The purpose of this policy is to ensure that we are in compliance with ADA standards and that we accommodate all families with service animals to the best of our ability without disturbing the routine of other families. This policy also explains the ADA requirements and the distinction between Service Animals and Therapy Animals.
In accordance with section 504 of the Rehabilitation Act of 1973, the Americans with Disabilities Act of 1990 (“ADA”), the Ronald McDonald House of SNJ seeks to accommodate persons with disabilities who require the assistance of a qualified service animal.
A service animal is defined as “any guide dog, signal dog, or other animal individually trained to work or perform tasks for the benefit of an individual with a disability, including, but not limited to, guiding individuals with impaired vision, alerting individuals with impaired hearing to intruders or sounds, providing minimal protection or rescue work, pulling a wheelchair, or fetching dropped items.” A family who wishes to have a service animal accompany them in the house should provide the following:
-Verification of the need for a service animal by providing documentation from physician, psychiatrist social worker or other mental health professional that the comfort animal provides emotional support that alleviates one or more identified symptoms or effects of an existing disability.

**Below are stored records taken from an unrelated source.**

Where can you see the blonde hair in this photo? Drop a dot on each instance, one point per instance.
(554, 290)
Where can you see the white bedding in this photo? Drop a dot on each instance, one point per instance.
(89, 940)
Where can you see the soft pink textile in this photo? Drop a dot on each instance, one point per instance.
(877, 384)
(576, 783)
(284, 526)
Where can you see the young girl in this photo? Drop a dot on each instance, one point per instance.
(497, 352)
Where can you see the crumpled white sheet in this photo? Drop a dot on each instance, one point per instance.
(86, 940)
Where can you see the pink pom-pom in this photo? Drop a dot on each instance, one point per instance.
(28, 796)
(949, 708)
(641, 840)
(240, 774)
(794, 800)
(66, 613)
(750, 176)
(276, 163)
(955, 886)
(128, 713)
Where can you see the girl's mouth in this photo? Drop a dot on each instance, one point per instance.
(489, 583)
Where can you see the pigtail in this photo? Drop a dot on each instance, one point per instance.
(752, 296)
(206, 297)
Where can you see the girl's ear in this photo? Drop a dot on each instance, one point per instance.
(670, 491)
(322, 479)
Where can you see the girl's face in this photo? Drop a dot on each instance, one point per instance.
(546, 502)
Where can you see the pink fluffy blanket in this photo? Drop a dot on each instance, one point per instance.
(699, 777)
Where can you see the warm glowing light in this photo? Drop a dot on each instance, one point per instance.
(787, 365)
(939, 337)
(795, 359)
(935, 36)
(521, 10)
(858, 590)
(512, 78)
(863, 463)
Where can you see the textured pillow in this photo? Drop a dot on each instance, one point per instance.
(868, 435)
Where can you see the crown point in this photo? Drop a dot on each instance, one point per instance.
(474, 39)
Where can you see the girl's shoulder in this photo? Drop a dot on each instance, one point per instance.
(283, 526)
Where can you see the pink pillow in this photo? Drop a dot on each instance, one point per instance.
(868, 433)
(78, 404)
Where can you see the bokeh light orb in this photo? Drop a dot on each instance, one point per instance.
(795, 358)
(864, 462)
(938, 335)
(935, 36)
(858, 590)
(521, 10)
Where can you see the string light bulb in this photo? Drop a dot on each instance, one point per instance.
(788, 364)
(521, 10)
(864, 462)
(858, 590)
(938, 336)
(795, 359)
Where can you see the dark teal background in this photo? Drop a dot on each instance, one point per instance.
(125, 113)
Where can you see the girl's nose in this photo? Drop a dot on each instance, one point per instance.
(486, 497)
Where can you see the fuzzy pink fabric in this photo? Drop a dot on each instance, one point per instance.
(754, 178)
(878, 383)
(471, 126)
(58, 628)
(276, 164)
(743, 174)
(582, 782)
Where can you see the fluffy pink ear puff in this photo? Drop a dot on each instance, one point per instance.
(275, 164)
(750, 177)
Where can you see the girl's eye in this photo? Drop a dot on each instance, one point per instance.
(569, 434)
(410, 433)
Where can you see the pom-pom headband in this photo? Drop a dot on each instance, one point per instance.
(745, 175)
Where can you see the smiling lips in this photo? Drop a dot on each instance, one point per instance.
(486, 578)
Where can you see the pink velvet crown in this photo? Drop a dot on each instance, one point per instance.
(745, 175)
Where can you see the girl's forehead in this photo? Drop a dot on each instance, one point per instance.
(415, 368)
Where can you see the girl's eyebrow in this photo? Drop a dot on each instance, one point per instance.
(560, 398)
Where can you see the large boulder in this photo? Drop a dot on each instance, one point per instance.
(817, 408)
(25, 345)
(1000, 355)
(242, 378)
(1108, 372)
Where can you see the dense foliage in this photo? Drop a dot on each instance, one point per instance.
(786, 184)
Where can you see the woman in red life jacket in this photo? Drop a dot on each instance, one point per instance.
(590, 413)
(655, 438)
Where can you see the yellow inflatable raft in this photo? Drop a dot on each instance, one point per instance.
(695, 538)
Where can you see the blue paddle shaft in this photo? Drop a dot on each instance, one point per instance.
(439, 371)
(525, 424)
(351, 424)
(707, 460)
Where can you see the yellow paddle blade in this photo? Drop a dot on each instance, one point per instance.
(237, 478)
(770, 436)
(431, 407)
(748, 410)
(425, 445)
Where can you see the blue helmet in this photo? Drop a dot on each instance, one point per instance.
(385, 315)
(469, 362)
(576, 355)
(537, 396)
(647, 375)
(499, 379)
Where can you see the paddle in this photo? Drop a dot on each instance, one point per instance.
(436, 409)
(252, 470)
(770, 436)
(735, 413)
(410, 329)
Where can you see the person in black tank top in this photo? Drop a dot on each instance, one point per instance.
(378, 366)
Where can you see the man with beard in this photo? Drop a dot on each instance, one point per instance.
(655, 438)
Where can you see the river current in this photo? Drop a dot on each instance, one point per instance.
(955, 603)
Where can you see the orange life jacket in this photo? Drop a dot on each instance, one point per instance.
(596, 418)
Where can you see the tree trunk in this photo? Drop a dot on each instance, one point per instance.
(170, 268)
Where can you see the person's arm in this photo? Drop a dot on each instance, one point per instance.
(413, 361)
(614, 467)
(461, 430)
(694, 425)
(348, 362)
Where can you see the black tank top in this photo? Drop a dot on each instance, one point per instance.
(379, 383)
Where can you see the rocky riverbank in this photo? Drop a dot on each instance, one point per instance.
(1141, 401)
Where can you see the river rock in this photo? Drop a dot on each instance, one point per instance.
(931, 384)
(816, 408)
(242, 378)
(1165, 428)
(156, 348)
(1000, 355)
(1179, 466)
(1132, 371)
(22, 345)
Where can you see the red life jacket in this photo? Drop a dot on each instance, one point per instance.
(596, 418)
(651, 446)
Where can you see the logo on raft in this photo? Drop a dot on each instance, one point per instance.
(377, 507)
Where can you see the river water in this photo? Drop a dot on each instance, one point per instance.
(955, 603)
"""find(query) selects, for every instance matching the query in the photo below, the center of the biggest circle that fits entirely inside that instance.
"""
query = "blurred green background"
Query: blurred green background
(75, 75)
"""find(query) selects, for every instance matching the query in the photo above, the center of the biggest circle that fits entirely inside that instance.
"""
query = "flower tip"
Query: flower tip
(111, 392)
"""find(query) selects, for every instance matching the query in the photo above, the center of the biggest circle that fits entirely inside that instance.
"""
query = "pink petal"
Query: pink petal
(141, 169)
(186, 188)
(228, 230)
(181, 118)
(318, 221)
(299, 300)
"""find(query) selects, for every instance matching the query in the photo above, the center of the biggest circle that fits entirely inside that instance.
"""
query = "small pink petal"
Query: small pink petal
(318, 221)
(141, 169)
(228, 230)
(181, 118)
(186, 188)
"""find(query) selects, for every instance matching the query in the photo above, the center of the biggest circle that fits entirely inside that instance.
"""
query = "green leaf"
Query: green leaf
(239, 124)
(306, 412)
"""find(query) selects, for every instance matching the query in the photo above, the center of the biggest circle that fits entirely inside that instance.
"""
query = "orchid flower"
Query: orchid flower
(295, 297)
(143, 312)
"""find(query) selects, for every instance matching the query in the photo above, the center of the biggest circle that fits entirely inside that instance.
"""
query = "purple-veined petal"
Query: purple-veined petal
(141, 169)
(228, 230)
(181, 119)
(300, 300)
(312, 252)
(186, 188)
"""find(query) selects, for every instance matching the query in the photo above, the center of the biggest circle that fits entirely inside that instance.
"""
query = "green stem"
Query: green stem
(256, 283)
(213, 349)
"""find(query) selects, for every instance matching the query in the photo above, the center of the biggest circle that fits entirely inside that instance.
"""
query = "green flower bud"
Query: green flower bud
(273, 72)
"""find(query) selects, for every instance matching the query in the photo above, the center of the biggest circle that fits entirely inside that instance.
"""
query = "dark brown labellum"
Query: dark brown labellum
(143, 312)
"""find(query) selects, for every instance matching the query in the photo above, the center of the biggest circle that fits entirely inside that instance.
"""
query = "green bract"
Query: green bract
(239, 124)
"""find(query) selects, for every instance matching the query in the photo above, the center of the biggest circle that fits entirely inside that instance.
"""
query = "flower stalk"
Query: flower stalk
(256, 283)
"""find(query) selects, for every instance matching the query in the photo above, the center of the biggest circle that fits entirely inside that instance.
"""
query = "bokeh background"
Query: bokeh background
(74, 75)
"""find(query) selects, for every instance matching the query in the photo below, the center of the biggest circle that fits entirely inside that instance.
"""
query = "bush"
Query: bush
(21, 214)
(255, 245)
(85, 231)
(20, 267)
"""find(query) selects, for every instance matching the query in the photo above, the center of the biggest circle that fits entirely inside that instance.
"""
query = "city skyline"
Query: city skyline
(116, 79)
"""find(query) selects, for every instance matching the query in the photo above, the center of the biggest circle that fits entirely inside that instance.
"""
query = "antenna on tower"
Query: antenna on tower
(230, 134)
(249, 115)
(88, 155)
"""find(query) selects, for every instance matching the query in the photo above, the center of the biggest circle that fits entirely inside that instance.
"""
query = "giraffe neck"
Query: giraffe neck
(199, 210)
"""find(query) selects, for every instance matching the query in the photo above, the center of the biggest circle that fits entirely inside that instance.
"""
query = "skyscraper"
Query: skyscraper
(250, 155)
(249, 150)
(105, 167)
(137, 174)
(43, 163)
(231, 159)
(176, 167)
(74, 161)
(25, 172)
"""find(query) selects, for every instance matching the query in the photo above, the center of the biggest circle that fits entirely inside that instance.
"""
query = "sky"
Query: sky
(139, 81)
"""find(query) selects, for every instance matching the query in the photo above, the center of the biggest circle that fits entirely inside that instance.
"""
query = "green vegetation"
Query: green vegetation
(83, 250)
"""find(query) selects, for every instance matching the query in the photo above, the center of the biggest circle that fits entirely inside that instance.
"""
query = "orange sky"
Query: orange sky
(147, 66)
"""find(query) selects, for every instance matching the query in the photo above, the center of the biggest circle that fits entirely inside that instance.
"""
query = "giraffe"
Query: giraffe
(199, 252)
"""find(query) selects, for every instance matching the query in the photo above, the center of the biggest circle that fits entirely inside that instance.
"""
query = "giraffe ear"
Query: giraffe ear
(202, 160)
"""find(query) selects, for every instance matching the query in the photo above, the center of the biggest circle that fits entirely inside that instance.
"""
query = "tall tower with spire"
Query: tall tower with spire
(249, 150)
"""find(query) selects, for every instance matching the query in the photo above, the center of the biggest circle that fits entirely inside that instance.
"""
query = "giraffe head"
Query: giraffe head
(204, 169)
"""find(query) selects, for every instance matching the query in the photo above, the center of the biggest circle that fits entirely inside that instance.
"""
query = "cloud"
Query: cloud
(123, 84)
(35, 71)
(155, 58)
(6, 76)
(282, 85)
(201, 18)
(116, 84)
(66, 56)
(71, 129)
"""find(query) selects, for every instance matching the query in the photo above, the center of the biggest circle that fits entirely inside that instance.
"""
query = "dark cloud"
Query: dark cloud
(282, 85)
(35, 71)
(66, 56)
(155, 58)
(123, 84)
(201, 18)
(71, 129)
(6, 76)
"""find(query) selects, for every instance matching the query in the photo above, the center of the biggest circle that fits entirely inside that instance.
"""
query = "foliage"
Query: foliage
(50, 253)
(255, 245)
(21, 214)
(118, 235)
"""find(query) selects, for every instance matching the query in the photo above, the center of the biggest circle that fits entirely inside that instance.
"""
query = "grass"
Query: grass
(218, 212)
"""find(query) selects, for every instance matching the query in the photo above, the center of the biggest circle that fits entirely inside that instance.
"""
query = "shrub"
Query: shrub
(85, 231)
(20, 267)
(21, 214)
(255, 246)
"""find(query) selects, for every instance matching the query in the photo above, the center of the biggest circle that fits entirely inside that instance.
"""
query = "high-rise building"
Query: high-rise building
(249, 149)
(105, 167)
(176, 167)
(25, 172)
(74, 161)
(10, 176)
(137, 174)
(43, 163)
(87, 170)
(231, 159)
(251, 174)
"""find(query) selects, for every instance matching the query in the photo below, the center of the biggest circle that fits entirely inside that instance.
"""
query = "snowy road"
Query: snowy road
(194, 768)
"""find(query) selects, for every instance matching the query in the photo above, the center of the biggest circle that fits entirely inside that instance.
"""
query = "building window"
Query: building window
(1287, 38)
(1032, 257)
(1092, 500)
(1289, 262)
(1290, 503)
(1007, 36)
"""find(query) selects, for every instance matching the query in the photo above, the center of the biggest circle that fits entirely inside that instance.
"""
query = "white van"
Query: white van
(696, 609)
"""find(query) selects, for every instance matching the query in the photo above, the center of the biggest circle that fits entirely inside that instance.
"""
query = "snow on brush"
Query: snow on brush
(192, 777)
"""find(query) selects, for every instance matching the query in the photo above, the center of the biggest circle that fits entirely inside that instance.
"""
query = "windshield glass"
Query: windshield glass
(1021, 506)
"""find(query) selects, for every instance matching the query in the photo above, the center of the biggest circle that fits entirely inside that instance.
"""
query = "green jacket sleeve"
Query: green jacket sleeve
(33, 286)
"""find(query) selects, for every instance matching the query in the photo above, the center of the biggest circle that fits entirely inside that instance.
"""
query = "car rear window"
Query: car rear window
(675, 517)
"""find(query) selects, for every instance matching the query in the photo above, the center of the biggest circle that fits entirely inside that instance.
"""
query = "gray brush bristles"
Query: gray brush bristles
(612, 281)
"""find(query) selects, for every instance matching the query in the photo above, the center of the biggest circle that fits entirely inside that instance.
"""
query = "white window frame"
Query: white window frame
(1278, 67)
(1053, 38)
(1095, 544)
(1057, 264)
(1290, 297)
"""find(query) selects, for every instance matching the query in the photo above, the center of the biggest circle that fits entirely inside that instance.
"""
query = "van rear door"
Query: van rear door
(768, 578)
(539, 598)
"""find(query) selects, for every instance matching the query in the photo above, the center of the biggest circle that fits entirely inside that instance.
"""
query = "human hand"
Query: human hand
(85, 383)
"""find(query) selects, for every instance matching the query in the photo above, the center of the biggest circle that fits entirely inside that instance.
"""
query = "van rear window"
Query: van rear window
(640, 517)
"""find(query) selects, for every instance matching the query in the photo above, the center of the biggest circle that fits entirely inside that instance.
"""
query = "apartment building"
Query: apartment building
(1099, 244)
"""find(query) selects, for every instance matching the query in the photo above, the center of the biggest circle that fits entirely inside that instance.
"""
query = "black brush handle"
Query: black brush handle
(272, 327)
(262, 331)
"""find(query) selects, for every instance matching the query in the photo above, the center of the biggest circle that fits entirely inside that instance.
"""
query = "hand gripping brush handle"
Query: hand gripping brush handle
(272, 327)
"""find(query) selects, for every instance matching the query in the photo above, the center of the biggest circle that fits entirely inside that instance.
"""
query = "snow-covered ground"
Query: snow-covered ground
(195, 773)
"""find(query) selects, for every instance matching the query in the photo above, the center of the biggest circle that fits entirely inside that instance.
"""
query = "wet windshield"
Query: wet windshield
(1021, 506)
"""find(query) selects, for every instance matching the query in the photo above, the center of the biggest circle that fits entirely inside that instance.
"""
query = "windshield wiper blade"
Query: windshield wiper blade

-Verification that the service animal has received individualized training in accordance with the standards set forth by a recognized service animal training organization such as Assistance Dogs
-Pet inoculation records
-Service Animal ID Card with photo
-Provide all documentation with room request
A “companion” or “therapy” animal is an animal whose role is to provide companionship, affection, security, a calming influence, or otherwise function as part of a regimen or psychological treatment. A companion or therapy animal does not meet the definition of “service animal” unless it assists an individual with a disability by performing specific tasks associated with the activities of daily living. Companion or therapy dogs are not allowed to accompany families while at the House.